E lo fa raccontando la storia di un uomo semplice, Nam Chul-wo, un piccolo pescatore che abita proprio al confine maledetto.

Una mattina presto, in mezzo alla foschia, Nam sale sulla sua piccola barca per andare come sempre a guadagnare il pane per la famiglia. Ma quel giorno, lo avverte la guardia nel gabbiotto, la corrente va verso Sud, l’odiato Sud capitalista.

E manco a dirlo, la sua rete s’impiglia nell’elica, il motore va in avaria e la barca viene lentamente trascinata nelle acque territoriali nemiche.
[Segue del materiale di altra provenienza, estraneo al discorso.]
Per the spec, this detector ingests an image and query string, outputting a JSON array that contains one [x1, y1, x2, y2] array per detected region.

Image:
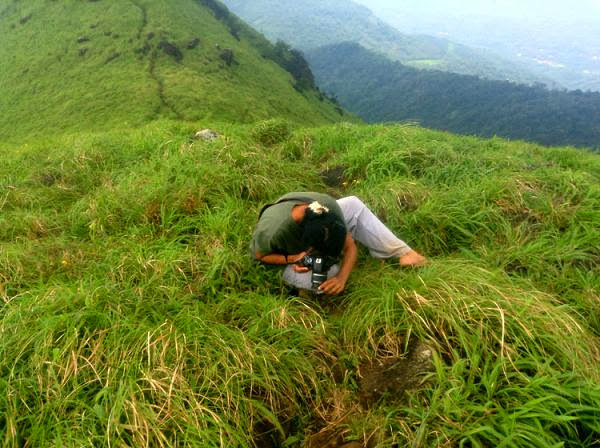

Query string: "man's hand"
[[319, 275, 346, 296]]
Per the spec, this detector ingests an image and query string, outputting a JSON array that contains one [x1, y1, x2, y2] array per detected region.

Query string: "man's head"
[[302, 201, 347, 257]]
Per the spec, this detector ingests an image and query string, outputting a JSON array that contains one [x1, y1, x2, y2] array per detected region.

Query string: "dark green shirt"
[[250, 192, 345, 258]]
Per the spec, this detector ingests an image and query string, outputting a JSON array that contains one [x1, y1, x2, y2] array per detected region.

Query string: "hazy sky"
[[355, 0, 600, 22]]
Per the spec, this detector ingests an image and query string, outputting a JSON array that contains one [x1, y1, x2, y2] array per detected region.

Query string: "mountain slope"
[[0, 120, 600, 448], [224, 0, 549, 87], [0, 0, 339, 141], [307, 43, 600, 148]]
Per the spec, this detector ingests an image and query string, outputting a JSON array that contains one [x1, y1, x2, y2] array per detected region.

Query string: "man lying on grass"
[[251, 192, 426, 295]]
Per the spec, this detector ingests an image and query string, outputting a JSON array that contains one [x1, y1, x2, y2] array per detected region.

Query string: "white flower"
[[308, 201, 329, 215]]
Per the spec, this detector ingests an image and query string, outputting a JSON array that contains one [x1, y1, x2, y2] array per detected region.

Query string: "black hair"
[[302, 208, 347, 257]]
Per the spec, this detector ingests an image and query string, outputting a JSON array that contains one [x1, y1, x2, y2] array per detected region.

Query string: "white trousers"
[[283, 196, 412, 289]]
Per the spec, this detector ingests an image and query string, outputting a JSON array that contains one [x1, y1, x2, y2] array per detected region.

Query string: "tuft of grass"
[[0, 120, 600, 447]]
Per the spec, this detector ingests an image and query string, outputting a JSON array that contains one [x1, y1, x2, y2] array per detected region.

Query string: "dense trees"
[[308, 43, 600, 148]]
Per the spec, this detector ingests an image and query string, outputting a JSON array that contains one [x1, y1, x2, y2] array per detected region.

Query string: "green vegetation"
[[223, 0, 555, 85], [0, 0, 340, 141], [0, 118, 600, 447], [307, 43, 600, 148]]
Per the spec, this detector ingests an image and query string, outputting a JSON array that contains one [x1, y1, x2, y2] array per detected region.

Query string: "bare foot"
[[400, 250, 427, 267]]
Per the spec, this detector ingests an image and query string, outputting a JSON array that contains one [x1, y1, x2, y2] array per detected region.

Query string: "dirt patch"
[[158, 40, 183, 62], [359, 342, 434, 408]]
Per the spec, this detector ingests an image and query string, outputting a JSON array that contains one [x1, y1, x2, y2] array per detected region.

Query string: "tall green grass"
[[0, 120, 600, 447]]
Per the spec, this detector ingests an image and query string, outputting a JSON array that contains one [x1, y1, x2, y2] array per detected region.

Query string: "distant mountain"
[[307, 43, 600, 148], [223, 0, 551, 84], [0, 0, 340, 141], [355, 0, 600, 91]]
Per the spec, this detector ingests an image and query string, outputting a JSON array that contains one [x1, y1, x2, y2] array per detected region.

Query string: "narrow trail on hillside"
[[130, 0, 184, 120]]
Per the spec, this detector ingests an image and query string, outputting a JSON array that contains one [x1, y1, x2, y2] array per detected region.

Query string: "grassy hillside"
[[307, 42, 600, 149], [223, 0, 553, 84], [0, 120, 600, 447], [0, 0, 339, 141]]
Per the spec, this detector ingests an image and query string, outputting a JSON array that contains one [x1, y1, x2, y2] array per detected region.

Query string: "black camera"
[[298, 254, 331, 293]]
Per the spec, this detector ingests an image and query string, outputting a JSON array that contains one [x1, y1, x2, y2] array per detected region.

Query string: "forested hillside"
[[307, 43, 600, 148], [224, 0, 554, 85], [0, 0, 340, 141]]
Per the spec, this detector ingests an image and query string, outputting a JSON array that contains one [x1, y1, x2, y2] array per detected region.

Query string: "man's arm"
[[319, 232, 358, 296], [255, 251, 308, 264]]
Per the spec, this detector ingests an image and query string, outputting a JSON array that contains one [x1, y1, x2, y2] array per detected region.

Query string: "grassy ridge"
[[0, 0, 340, 142], [0, 121, 600, 447]]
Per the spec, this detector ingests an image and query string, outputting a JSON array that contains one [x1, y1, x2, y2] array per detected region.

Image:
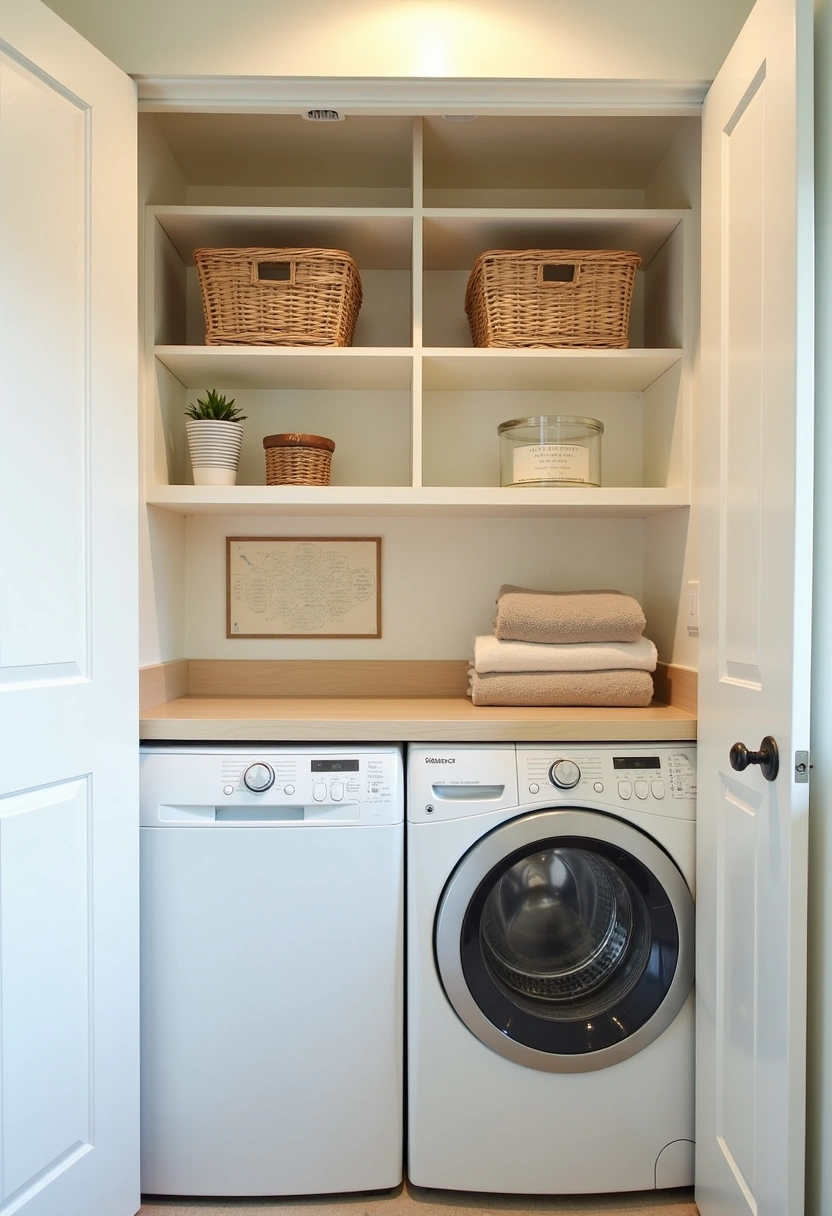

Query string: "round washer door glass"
[[435, 810, 693, 1071]]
Risultato? Lo sfortunato pescatore si sveglierà dall’altra parte del mondo, in un bianco seminterrato dove i servizi segreti sudcoreani lo tortureranno per cercare prima di fargli confessare che è una spia, e poi di forzarlo a “disertare”.

Percosso, offeso in ogni modo, il pover’uomo è infine lasciato in una strada del centro di Seul per “tentarlo” con vetrine, luci, donne del mondo democratico. Ma lui non cede: vuole tornare dalla sua famiglia, solo questo conta ai suoi occhi chiusi a ogni seduzione.
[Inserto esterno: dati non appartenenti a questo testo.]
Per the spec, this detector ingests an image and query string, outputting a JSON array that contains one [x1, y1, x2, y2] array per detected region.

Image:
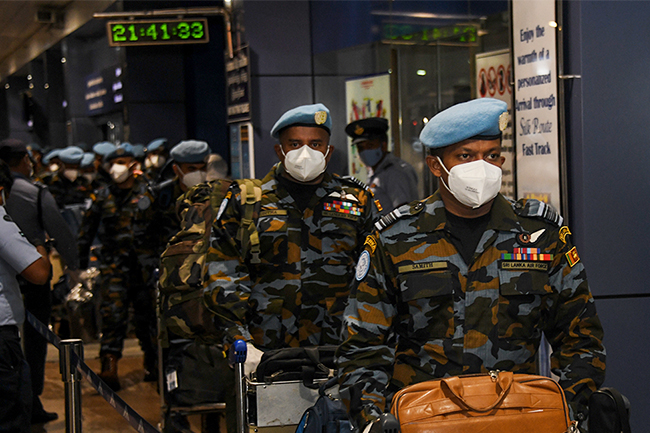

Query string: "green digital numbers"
[[107, 18, 210, 46], [111, 24, 126, 42]]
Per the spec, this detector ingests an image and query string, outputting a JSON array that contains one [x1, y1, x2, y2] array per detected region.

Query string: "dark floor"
[[32, 340, 210, 433]]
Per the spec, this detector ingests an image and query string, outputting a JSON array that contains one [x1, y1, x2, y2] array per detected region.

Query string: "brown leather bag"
[[391, 371, 577, 433]]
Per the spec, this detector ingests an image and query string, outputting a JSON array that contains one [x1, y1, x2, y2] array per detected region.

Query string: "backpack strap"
[[237, 179, 262, 264], [603, 388, 631, 433]]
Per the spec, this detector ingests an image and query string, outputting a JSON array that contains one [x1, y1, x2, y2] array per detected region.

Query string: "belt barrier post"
[[59, 339, 84, 433], [233, 340, 248, 433]]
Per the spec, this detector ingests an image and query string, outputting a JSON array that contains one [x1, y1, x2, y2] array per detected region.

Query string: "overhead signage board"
[[84, 66, 124, 116], [226, 47, 251, 123], [512, 0, 562, 210], [106, 18, 210, 47], [476, 49, 517, 200]]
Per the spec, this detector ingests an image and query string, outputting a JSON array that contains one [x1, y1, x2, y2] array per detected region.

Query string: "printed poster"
[[512, 0, 562, 211], [345, 74, 393, 182]]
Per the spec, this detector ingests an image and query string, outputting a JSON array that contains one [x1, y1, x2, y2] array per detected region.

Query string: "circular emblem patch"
[[499, 111, 510, 131], [355, 250, 370, 281], [314, 111, 327, 125], [138, 195, 151, 210]]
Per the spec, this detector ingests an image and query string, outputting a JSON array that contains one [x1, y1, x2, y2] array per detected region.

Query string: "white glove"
[[244, 341, 264, 374]]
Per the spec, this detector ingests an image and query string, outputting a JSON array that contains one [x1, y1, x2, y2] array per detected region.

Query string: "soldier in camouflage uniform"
[[337, 99, 605, 429], [207, 104, 378, 356], [41, 146, 91, 235], [79, 144, 157, 390]]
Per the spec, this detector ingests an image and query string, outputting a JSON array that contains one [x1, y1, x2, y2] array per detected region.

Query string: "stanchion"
[[233, 340, 248, 433], [59, 339, 84, 433]]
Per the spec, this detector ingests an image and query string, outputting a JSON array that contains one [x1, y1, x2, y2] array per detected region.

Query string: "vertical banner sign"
[[512, 0, 561, 210], [230, 122, 255, 179], [226, 47, 251, 123], [345, 74, 393, 182], [84, 66, 124, 116], [476, 49, 516, 200]]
E quando tutto sembra andare per il meglio, perché per questioni di diplomazia tra i due Stati, Nam riesce a farsi scortare aldilà del 38esimo parallelo, il ritorno alla povera casupola non è affatto come lo avrebbe immaginato.

Una volta spenti i riflettori della televisione di regime che l’hanno accolto come un eroe nazionale, il pescatore dannato dalla sorte finirà in un tunnel speculare di irragionevole e umiliante violenza.

Solo che a fargliela subire saranno i corrotti funzionari del regime di Kim Jong. Un incubo, tanto quanto l’involontaria “fuga” al Sud, dove a cambiare sono solo gli interni – al Sud locali tirati a lucido, tecnologici, con rifiniture minimal, al Nord un sotterraneo scrostato con vecchi manifesti di propaganda – e le assurde accuse.

Quando Nam,invece, ha avuto una sola “colpa”: non ha abbandonato la barca al suo destino tornando indietro a nuoto, quella maledetta mattina, perché era il suo solo mezzo di sostentamento e ci aveva messo dieci anni a comprarla…

Il prigioniero coreano mostra nella carne e nel sangue di una persona comune cosa vuol dire vivere in una nazione divisa in due, costruendo un thriller dell’anima che lascia in sospeso fino all’ultimo sulle sorti del povero pescatore dilaniato dal lungo conflitto storico.

Con Il prigioniero coreano ho voluto dimostrare un paradosso, ha spiegato in un’intervista Kim Ki-duk. Guardate come sono simili Nord e Sud.

La c’è la dittatura, qui la violenza ideologica. E non si tollera che un povero pescatore del Nord, finito per caso fuor d’acqua, voglia ritornarsene a casa. Ma non si può demonizzare un intero popolo. La Corea del Nord non è solo la dinastia dei Kim: la gente viene prima. È il suo popolo, il nostro popolo”.

Il film del maestro che si definisce solo e semplicemente coreano, è quindi un’amara parabola di espropriazione di una vita che ci farà uscire dal cinema addolorati, ma più convinti che mai che a contare davvero sono le storie, non la Storia. Gli individui, le persone come Nam.